A nossa preocupação maior era saber das notícias pela televisão, que naquela época era em preto e branco. Na telinha, ainda oval, aparecia o governador da Guanabara, Carlos Lacerda, (um dos líderes da UDN, partido que era o esteio civil do movimento golpista), com uma metralhadora em cima da bancada. Ele se apresentava como o grande responsável de ter livrado o Brasil de ser dominado pelos comunistas. Para nossa decepção, os noticiários davam conta de que o Congresso, sob a presidência do senador Auro Moura Andarade, embora o presidente constitucionalmente eleito estivesse ainda em território nacional, considerou vaga a presidência da República, destituindo de forma ilegal o mandatário do País e colocado na presidência o deputado Ranieri Mazili.

Naquela noite, por motivos óbvios, não pregamos os olhos. As emissoras eram poucas. TV Tupi, Rio, Excelsior e as rádios.  Ficamos freneticamente girando os botões da televisão e do rádio, em busca de notícias que pudessem nos dar algum alento.

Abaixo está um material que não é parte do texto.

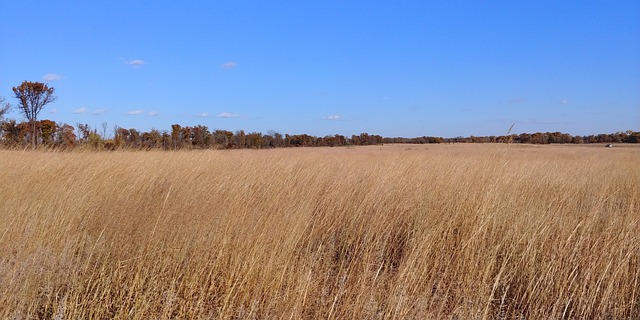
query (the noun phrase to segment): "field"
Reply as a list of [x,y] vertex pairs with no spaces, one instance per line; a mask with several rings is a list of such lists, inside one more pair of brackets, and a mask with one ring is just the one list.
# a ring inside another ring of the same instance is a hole
[[640,318],[640,147],[0,151],[3,319]]

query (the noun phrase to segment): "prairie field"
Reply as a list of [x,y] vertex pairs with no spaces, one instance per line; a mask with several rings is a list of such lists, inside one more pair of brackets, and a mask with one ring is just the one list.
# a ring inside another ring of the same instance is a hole
[[0,151],[3,319],[638,319],[640,147]]

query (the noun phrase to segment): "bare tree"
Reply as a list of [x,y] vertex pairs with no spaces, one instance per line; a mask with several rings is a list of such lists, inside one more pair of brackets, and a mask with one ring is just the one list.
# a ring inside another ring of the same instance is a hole
[[0,138],[2,138],[2,134],[4,132],[4,130],[2,130],[4,124],[4,115],[7,114],[9,110],[11,110],[11,104],[9,102],[5,102],[4,97],[0,97]]
[[4,97],[0,97],[0,121],[4,117],[7,112],[11,109],[11,104],[9,102],[4,102]]
[[107,140],[107,123],[102,123],[102,140]]
[[45,105],[56,100],[56,96],[53,95],[54,92],[55,89],[53,87],[41,82],[24,81],[19,86],[13,87],[13,93],[16,99],[20,101],[18,105],[20,111],[24,113],[24,116],[31,123],[31,144],[33,146],[37,142],[36,121],[38,121],[38,114]]

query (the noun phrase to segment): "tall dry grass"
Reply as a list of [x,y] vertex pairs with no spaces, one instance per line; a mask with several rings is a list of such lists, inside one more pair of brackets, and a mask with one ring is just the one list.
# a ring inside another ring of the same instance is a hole
[[640,317],[640,148],[0,151],[0,317]]

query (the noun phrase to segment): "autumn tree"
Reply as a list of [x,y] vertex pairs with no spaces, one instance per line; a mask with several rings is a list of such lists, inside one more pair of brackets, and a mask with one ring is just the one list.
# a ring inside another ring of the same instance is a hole
[[16,146],[20,142],[20,130],[16,120],[2,122],[2,142],[6,146]]
[[54,134],[58,130],[58,125],[51,120],[40,120],[36,127],[42,137],[42,143],[50,145],[54,143]]
[[134,128],[129,129],[128,145],[133,148],[138,148],[140,146],[140,137],[140,131]]
[[33,146],[37,142],[36,121],[38,121],[38,114],[44,106],[56,100],[54,92],[53,87],[41,82],[24,81],[19,86],[13,87],[13,93],[19,101],[20,111],[31,124],[31,144]]
[[213,133],[213,143],[218,148],[231,149],[233,147],[233,132],[227,130],[216,130]]
[[245,147],[247,136],[244,130],[238,130],[233,135],[233,146],[237,149],[243,149]]
[[173,149],[182,147],[182,127],[179,124],[171,125],[171,146]]
[[142,146],[145,149],[164,147],[163,136],[158,129],[151,129],[149,132],[142,133]]
[[56,145],[66,149],[71,149],[76,143],[74,128],[66,123],[59,124],[56,130]]
[[211,133],[209,128],[198,125],[192,128],[193,145],[198,148],[208,148],[211,141]]

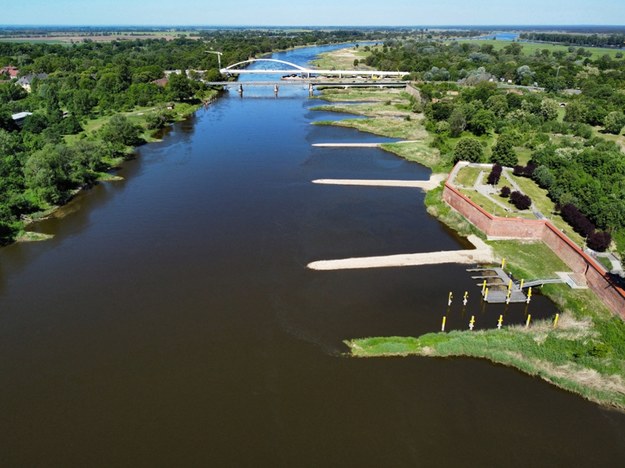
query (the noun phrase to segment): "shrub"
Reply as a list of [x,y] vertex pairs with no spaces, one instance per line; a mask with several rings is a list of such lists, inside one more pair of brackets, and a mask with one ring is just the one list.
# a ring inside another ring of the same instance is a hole
[[497,185],[499,183],[499,179],[501,179],[502,167],[500,164],[493,164],[493,168],[488,174],[488,184]]
[[612,236],[607,231],[595,231],[588,236],[588,247],[597,252],[605,252],[610,243],[612,242]]
[[499,194],[504,198],[508,198],[510,196],[510,187],[501,187],[501,192]]
[[572,203],[563,205],[560,214],[575,232],[584,237],[590,236],[595,230],[594,224]]
[[510,194],[510,202],[517,210],[527,210],[532,206],[532,199],[517,190]]

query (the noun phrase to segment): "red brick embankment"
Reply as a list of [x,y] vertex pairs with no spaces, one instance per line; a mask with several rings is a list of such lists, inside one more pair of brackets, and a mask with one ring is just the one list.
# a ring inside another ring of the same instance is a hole
[[445,182],[443,199],[490,238],[543,241],[574,273],[583,275],[588,287],[612,312],[625,319],[625,290],[615,285],[592,257],[551,222],[493,216],[460,193],[450,179]]

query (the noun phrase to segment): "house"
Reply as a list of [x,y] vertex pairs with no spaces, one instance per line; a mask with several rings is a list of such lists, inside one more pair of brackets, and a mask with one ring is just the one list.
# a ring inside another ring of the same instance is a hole
[[47,73],[30,74],[22,76],[19,80],[17,80],[17,84],[30,93],[32,82],[35,78],[37,78],[38,80],[45,80],[47,77]]
[[161,88],[164,88],[165,86],[167,86],[168,82],[169,82],[169,79],[167,77],[159,78],[158,80],[152,81],[153,84],[155,84],[156,86],[160,86]]
[[7,77],[9,77],[9,79],[17,78],[17,75],[19,74],[19,69],[12,65],[0,68],[0,75],[6,75]]
[[11,118],[13,119],[13,122],[15,122],[15,125],[17,125],[18,127],[21,127],[22,125],[24,125],[24,119],[28,117],[29,115],[33,115],[33,113],[32,112],[18,112],[17,114],[13,114]]

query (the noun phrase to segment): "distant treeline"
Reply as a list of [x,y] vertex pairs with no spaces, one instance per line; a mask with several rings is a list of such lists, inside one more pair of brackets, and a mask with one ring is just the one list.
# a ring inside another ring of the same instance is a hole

Para nossa decepção, tanto nas TVs quanto nas rádios davam conta de que estávamos sendo derrotados. O golpe se consolidava. Algumas lideranças sindicais já apareciam como procuradas. Principalmente os dirigentes do Comando Geral dos Trabalhadores. O dia amanheceu. E só aí a “ficha caiu”. E agora, o que fazer? (voltávamos a Lênin, na derrota de 1905 na Rússia).

Naquela época a comunicação não tinha as facilidades de hoje. Os contatos eram interpessoais e institucionais. Francisco Nunes e eu resolvemos ir até o centro da cidade – agora de condução – ver como estava a situação do Sindicato. No prédio onde funcionava a sede fizemos contato com o Fabrício, que era o nosso companheiro que administrava a entidade. Ele nos colocou a par da situação e disse que só havia feito contato com Walter Torres, diretor-tesoureiro do Sindicato.

Walter Torres era de família religiosa e conservadora, mas era um companheiro leal e solidário. Com o golpe militar nossas relações estreitaram-se de forma muito forte. Ele sabia que, pelas minhas atividades políticas partidárias, a qualquer momento eu poderia ser preso e ele, junto comigo, por certo, iria ter complicações. Mas Torres resolveu enfrentar e nós garantimos a continuidade do Sindicato dos Gráficos, enquanto todos os demais diretores desapareceram.

Torres tinha um parente que era o pároco da Igreja Nossa Senhora da Lampadosa, na Avenida Passos, 15, perto da Praça Tiradentes, próximo ao Sindicato. Por três meses fizemos da igreja o nosso local de funcionamento do sindicato. Ajudávamos a fazer velas e outros trabalhos na igreja.  A polícia ocupou o Sindicato por cinco dias, Revirou tudo. Perguntou aos funcionários pelos diretores e levaram uma bandeira da CGT argentina que viram pendurada na parede.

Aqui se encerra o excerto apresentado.